Agora o tempo parece congelado, ao mesmo tempo que passa a correr. Um pouco como neste livro.
Este Antes Depois é um álbum silencioso que diz muito sobre o tempo. Há páginas em que ficamos surpreendidos com a relação ou a ordem em que aparece o "antes" e o "depois".
Como no Saisons, há páginas que denunciam as que vêm depois, outras que completam o que veio sendo demonstrado, outras que surpreendem na sequência em que surgem.
Conseguimos encontrar pequenas narrativas e relações de causa e consequência, mas também ligações que parecem vindas do típico jogo de associação de palavras. E surpresas.
Há um lado de hiper-realismo nas ilustrações que as torna muito puras, no sentido em que o desenho atinge o máximo de simplificação possível, sem que, por isso, se tornem frias.
Há zooms aproximados e largas panorâmicas que nos movimentam num rompante entre escalas.
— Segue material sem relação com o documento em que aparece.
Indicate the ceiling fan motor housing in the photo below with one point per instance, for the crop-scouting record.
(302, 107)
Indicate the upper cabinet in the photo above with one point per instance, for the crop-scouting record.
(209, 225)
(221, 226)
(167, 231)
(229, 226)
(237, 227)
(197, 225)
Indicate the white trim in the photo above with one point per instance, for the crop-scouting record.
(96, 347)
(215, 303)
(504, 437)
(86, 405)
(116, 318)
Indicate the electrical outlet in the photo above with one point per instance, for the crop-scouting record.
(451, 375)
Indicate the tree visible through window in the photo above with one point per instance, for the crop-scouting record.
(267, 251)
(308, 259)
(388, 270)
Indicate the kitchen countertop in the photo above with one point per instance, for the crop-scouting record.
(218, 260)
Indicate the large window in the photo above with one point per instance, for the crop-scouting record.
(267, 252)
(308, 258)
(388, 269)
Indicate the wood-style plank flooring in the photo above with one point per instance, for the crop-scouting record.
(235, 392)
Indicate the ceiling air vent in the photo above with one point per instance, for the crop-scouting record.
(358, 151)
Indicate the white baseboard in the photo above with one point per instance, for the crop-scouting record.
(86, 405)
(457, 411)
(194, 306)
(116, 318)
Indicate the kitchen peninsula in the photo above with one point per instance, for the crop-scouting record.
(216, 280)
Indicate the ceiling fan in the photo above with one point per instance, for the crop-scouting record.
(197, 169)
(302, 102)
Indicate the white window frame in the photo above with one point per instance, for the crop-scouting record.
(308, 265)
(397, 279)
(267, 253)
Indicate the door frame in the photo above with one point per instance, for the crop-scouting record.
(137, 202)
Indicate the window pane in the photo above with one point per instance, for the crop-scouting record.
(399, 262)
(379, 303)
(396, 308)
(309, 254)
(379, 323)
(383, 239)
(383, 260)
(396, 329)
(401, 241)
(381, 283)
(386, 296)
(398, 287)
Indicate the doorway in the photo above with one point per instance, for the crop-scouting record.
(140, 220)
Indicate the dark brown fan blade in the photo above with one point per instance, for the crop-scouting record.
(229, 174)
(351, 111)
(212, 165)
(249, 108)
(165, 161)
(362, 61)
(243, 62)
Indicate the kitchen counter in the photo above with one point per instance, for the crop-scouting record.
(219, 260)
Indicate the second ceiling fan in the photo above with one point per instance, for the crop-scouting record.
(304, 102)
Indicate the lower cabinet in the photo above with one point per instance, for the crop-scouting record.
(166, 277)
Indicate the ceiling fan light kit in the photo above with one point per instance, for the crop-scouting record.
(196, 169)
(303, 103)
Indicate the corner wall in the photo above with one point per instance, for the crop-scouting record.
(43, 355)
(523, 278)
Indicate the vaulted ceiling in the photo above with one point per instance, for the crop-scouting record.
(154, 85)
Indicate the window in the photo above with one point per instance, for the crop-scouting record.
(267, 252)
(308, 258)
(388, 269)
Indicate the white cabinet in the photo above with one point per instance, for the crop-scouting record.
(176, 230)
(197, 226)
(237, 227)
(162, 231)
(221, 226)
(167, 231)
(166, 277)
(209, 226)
Neste livro sente-se também uma imensa ausência. Não só pelas características das ilustrações, mas também porque a presença humana é rara. E quando surge, é sempre representada por pessoas sozinhas. Só alguns animais aparecem em grupo, e mesmo esses, são raros.
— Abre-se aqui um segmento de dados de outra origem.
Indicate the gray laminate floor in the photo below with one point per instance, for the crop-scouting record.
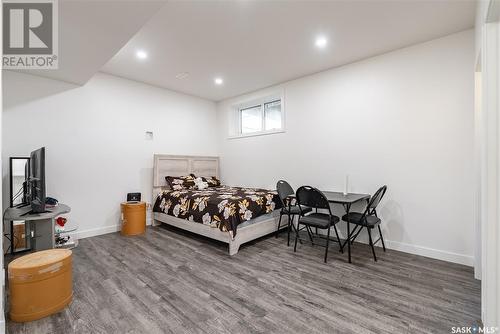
(173, 282)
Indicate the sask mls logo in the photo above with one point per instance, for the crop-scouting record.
(30, 34)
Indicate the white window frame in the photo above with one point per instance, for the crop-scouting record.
(253, 102)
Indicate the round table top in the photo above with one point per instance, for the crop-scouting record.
(134, 203)
(39, 259)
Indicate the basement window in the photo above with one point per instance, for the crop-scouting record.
(259, 117)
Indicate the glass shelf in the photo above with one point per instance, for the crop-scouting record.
(68, 229)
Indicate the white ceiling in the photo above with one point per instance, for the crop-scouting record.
(255, 44)
(88, 38)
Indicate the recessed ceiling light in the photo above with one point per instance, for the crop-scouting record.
(141, 54)
(321, 42)
(182, 75)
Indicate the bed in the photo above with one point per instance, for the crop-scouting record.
(233, 232)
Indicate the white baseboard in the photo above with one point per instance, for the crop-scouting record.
(467, 260)
(92, 232)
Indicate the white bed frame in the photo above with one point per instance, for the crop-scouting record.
(178, 165)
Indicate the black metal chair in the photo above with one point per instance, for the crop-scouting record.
(284, 191)
(368, 219)
(313, 198)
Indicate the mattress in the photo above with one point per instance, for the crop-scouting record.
(225, 208)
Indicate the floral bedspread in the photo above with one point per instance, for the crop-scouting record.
(220, 207)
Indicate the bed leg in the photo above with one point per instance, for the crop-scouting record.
(233, 248)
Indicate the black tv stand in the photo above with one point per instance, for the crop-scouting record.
(43, 234)
(34, 213)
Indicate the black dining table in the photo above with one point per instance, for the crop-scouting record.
(346, 201)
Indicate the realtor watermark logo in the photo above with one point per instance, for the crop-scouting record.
(30, 34)
(474, 329)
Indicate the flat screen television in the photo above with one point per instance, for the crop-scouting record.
(36, 181)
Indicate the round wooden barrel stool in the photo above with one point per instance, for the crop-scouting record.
(133, 218)
(40, 284)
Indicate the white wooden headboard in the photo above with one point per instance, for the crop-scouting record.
(179, 165)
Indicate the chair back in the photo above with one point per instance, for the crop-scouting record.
(284, 190)
(374, 201)
(313, 198)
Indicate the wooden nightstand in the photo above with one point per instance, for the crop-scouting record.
(133, 218)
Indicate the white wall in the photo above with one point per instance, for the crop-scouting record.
(94, 136)
(404, 119)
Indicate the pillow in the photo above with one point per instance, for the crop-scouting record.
(200, 184)
(180, 182)
(212, 182)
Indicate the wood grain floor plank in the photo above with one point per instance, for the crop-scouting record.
(171, 281)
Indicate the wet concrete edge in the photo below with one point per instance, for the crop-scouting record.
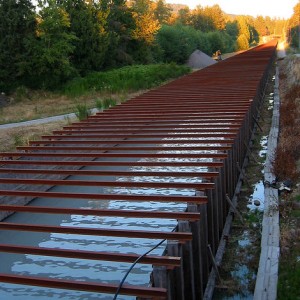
(267, 276)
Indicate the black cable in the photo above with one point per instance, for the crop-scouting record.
(132, 266)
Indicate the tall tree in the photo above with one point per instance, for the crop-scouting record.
(201, 20)
(162, 12)
(120, 27)
(51, 50)
(87, 22)
(146, 23)
(294, 27)
(17, 25)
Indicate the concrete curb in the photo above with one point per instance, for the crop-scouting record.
(267, 276)
(43, 121)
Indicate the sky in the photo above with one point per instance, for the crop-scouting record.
(272, 8)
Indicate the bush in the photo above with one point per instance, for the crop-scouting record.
(129, 79)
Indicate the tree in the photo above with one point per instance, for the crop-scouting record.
(17, 26)
(87, 22)
(120, 27)
(51, 49)
(201, 21)
(184, 16)
(216, 15)
(146, 23)
(294, 27)
(162, 12)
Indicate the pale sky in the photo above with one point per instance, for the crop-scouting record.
(272, 8)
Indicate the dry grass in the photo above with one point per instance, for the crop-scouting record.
(35, 105)
(38, 105)
(20, 136)
(288, 151)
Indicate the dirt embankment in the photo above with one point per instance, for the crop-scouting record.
(287, 167)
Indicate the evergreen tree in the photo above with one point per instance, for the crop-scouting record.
(120, 27)
(51, 49)
(87, 22)
(162, 12)
(17, 25)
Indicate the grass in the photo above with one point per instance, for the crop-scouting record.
(118, 85)
(129, 79)
(287, 165)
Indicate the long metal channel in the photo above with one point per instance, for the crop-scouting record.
(112, 155)
(110, 173)
(169, 261)
(179, 185)
(205, 164)
(136, 135)
(154, 127)
(125, 131)
(120, 148)
(157, 293)
(97, 197)
(200, 122)
(103, 212)
(172, 141)
(175, 121)
(142, 234)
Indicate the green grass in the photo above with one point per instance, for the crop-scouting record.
(289, 277)
(126, 79)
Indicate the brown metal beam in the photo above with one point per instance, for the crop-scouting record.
(52, 182)
(120, 148)
(96, 287)
(110, 173)
(96, 197)
(208, 164)
(103, 212)
(143, 234)
(218, 155)
(169, 261)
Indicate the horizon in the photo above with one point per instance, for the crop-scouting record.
(242, 7)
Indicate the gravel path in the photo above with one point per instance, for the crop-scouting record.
(42, 121)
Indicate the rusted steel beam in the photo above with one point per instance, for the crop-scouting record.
(182, 185)
(115, 155)
(103, 212)
(99, 197)
(175, 126)
(142, 234)
(130, 141)
(120, 148)
(150, 130)
(208, 164)
(162, 122)
(110, 173)
(68, 135)
(169, 261)
(157, 293)
(165, 119)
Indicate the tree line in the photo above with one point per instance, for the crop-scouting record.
(43, 44)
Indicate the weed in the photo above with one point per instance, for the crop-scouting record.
(99, 104)
(21, 93)
(128, 79)
(18, 140)
(108, 102)
(82, 112)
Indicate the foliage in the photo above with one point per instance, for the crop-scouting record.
(50, 49)
(162, 12)
(17, 25)
(43, 47)
(129, 78)
(88, 23)
(82, 111)
(293, 27)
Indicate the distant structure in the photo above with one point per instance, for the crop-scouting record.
(200, 60)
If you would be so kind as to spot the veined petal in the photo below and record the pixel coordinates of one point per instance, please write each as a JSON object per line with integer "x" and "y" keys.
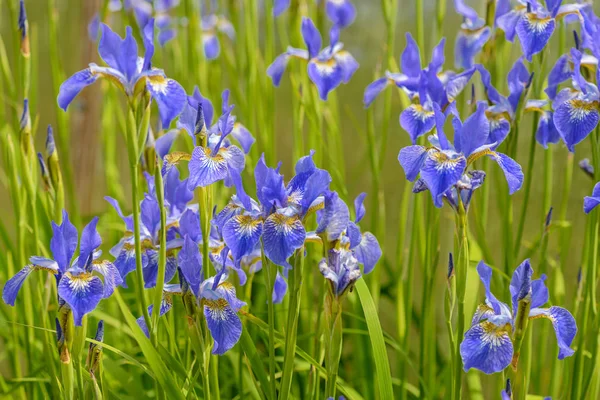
{"x": 241, "y": 234}
{"x": 564, "y": 325}
{"x": 417, "y": 121}
{"x": 311, "y": 36}
{"x": 14, "y": 284}
{"x": 341, "y": 12}
{"x": 575, "y": 119}
{"x": 326, "y": 75}
{"x": 411, "y": 159}
{"x": 368, "y": 251}
{"x": 72, "y": 86}
{"x": 534, "y": 33}
{"x": 82, "y": 291}
{"x": 224, "y": 325}
{"x": 591, "y": 202}
{"x": 63, "y": 242}
{"x": 206, "y": 169}
{"x": 512, "y": 170}
{"x": 282, "y": 235}
{"x": 112, "y": 277}
{"x": 487, "y": 347}
{"x": 441, "y": 171}
{"x": 170, "y": 97}
{"x": 212, "y": 48}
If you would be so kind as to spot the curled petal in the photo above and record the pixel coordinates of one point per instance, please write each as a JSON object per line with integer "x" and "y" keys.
{"x": 224, "y": 325}
{"x": 82, "y": 292}
{"x": 564, "y": 327}
{"x": 72, "y": 86}
{"x": 282, "y": 235}
{"x": 487, "y": 347}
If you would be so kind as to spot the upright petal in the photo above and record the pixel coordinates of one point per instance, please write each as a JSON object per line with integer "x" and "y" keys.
{"x": 70, "y": 88}
{"x": 282, "y": 236}
{"x": 534, "y": 33}
{"x": 411, "y": 159}
{"x": 82, "y": 291}
{"x": 224, "y": 325}
{"x": 564, "y": 325}
{"x": 312, "y": 37}
{"x": 487, "y": 347}
{"x": 170, "y": 97}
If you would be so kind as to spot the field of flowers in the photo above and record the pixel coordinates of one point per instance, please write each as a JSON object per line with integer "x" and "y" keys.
{"x": 299, "y": 199}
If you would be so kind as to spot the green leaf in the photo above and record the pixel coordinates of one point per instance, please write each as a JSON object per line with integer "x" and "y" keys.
{"x": 382, "y": 365}
{"x": 161, "y": 372}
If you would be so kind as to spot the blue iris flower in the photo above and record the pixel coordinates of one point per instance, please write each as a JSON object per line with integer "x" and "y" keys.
{"x": 177, "y": 197}
{"x": 348, "y": 246}
{"x": 425, "y": 87}
{"x": 132, "y": 74}
{"x": 341, "y": 12}
{"x": 487, "y": 345}
{"x": 219, "y": 160}
{"x": 535, "y": 23}
{"x": 215, "y": 295}
{"x": 77, "y": 284}
{"x": 327, "y": 68}
{"x": 576, "y": 109}
{"x": 473, "y": 35}
{"x": 442, "y": 167}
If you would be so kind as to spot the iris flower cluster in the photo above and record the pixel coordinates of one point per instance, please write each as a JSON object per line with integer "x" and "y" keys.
{"x": 327, "y": 68}
{"x": 493, "y": 341}
{"x": 134, "y": 75}
{"x": 443, "y": 167}
{"x": 79, "y": 288}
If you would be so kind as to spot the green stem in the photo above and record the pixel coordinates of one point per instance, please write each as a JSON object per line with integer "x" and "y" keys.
{"x": 295, "y": 286}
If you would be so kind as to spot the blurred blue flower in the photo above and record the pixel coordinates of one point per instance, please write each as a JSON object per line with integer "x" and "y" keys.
{"x": 76, "y": 283}
{"x": 132, "y": 74}
{"x": 487, "y": 345}
{"x": 442, "y": 167}
{"x": 327, "y": 68}
{"x": 535, "y": 23}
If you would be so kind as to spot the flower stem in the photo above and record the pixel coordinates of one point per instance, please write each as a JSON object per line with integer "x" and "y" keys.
{"x": 295, "y": 286}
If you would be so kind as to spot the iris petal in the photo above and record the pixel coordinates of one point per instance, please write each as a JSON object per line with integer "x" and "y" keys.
{"x": 564, "y": 327}
{"x": 417, "y": 121}
{"x": 70, "y": 88}
{"x": 82, "y": 292}
{"x": 486, "y": 347}
{"x": 282, "y": 235}
{"x": 224, "y": 325}
{"x": 575, "y": 119}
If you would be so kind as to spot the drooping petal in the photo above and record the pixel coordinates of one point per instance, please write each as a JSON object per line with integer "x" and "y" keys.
{"x": 326, "y": 75}
{"x": 282, "y": 235}
{"x": 241, "y": 234}
{"x": 411, "y": 159}
{"x": 82, "y": 291}
{"x": 534, "y": 33}
{"x": 14, "y": 284}
{"x": 417, "y": 121}
{"x": 311, "y": 36}
{"x": 170, "y": 97}
{"x": 512, "y": 170}
{"x": 564, "y": 325}
{"x": 224, "y": 325}
{"x": 112, "y": 277}
{"x": 341, "y": 12}
{"x": 441, "y": 171}
{"x": 63, "y": 242}
{"x": 487, "y": 347}
{"x": 70, "y": 88}
{"x": 368, "y": 251}
{"x": 591, "y": 202}
{"x": 575, "y": 119}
Talvez por isso pareça tanto um álbum ilustrado sobre este tempo (que não é o antes que conhecíamos, nem o depois que não sabemos bem como será, mas um eterno durante).
Ao folheá-lo hoje, pareceu-me um álbum de recordações sobre o mundo. Para que, o nosso canto, não nos esqueçamos de como é que as coisas funcionam, como se relacionam.
De como tudo se passava antes e de como se poderá passar depois.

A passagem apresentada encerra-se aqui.